露脸视频一区二区三区在线播放_国产精品久久久精品无码A片闺蜜_国产精品初中视频_亚洲一级片AV日逼一级片_精品一区二区三区AV仓井空_久久久久久久91精品免费观看_蜜臀AV无码精品久久久久手机版

Compositionality has long been considered a key explanatory property underlying human intelligence: arbitrary concepts can be composed into novel complex combinations, permitting the acquisition of an open ended, potentially infinite expressive capacity from finite learning experiences. Influential arguments have held that neural networks fail to explain this aspect of behavior, leading many to dismiss them as viable models of human cognition. Over the last decade, however, modern deep neural networks (DNNs), which share the same fundamental design principles as their predecessors, have come to dominate artificial intelligence, exhibiting the most advanced cognitive behaviors ever demonstrated in machines. In particular, large language models (LLMs), DNNs trained to predict the next word on a large corpus of text, have proven capable of sophisticated behaviors such as writing syntactically complex sentences without grammatical errors, producing cogent chains of reasoning, and even writing original computer programs -- all behaviors thought to require compositional processing. In this chapter, we survey recent empirical work from machine learning for a broad audience in philosophy, cognitive science, and neuroscience, situating recent breakthroughs within the broader context of philosophical arguments about compositionality. In particular, our review emphasizes two approaches to endowing neural networks with compositional generalization capabilities: (1) architectural inductive biases, and (2) metalearning, or learning to learn. We also present findings suggesting that LLM pretraining can be understood as a kind of metalearning, and can thereby equip DNNs with compositional generalization abilities in a similar way. We conclude by discussing the implications that these findings may have for the study of compositionality in human cognition and by suggesting avenues for future research.

相關內容

Cognition

關注 4

Cognition：Cognition：International Journal of Cognitive Science Explanation：認知(zhi)：國際(ji)認知(zhi)科學雜志(zhi)。 Publisher：Elsevier。 SIT：

自動問答 · MoDELS · Performer · 模型性能 · 語言模型化 ·

2024 年 7 月 3 日

CaLMQA: Exploring culturally specific long-form question answering across 23 languages

Shane Arora,Marzena Karpinska,Hung-Ting Chen,Ipsita Bhattacharjee,Mohit Iyyer,Eunsol Choi

from arxiv, 39 pages, 17 figures.

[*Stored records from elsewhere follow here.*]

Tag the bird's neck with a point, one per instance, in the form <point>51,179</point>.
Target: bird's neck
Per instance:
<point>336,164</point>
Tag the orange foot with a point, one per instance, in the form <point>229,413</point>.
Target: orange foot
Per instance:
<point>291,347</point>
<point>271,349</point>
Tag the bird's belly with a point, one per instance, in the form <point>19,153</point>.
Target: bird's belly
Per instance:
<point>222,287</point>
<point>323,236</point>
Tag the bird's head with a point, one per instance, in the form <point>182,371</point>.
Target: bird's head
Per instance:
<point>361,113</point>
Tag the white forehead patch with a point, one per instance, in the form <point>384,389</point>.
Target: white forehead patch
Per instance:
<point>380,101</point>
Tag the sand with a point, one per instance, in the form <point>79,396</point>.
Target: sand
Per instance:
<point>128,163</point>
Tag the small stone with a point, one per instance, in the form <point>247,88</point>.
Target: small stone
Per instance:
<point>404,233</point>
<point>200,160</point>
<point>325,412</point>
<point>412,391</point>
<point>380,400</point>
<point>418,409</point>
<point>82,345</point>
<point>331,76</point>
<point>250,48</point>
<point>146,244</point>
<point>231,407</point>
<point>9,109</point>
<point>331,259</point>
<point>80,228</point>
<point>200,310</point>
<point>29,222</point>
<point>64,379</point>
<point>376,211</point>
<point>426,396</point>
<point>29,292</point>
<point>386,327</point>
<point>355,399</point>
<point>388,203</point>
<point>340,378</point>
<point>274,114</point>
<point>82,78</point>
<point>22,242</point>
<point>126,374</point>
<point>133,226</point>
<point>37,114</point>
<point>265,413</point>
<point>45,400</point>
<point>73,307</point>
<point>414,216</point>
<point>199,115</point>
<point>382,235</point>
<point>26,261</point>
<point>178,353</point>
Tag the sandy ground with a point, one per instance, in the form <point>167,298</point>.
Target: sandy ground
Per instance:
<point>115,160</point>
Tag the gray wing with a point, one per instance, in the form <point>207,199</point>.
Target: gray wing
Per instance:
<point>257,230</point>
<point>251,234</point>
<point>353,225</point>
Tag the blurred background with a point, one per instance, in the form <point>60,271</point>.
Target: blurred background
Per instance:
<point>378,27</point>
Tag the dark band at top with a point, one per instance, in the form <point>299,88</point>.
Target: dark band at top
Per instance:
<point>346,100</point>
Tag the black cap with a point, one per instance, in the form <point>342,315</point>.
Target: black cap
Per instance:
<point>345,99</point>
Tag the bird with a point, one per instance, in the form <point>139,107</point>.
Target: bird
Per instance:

Code and data available at //github.com/2015aroras/CaLMQA. Revised argument in section 4, results unchanged

Large language models (LLMs) are used for long-form question answering (LFQA), which requires them to generate paragraph-length answers to complex questions. While LFQA has been well-studied in English, this research has not been extended to other languages. To bridge this gap, we introduce CaLMQA, a collection of 1.5K complex culturally specific questions spanning 23 languages and 51 culturally agnostic questions translated from English into 22 other languages. We define culturally specific questions as those uniquely or more likely to be asked by people from cultures associated with the question's language. We collect naturally-occurring questions from community web forums and hire native speakers to write questions to cover under-resourced, rarely-studied languages such as Fijian and Kirundi. Our dataset contains diverse, complex questions that reflect cultural topics (e.g. traditions, laws, news) and the language usage of native speakers. We automatically evaluate a suite of open- and closed-source models on CaLMQA by detecting incorrect language and token repetitions in answers, and observe that the quality of LLM-generated answers degrades significantly for some low-resource languages. Lastly, we perform human evaluation on a subset of models and languages. Manual evaluation reveals that model performance is significantly worse for culturally specific questions than for culturally agnostic questions. Our findings highlight the need for further research in non-English LFQA and provide an evaluation framework.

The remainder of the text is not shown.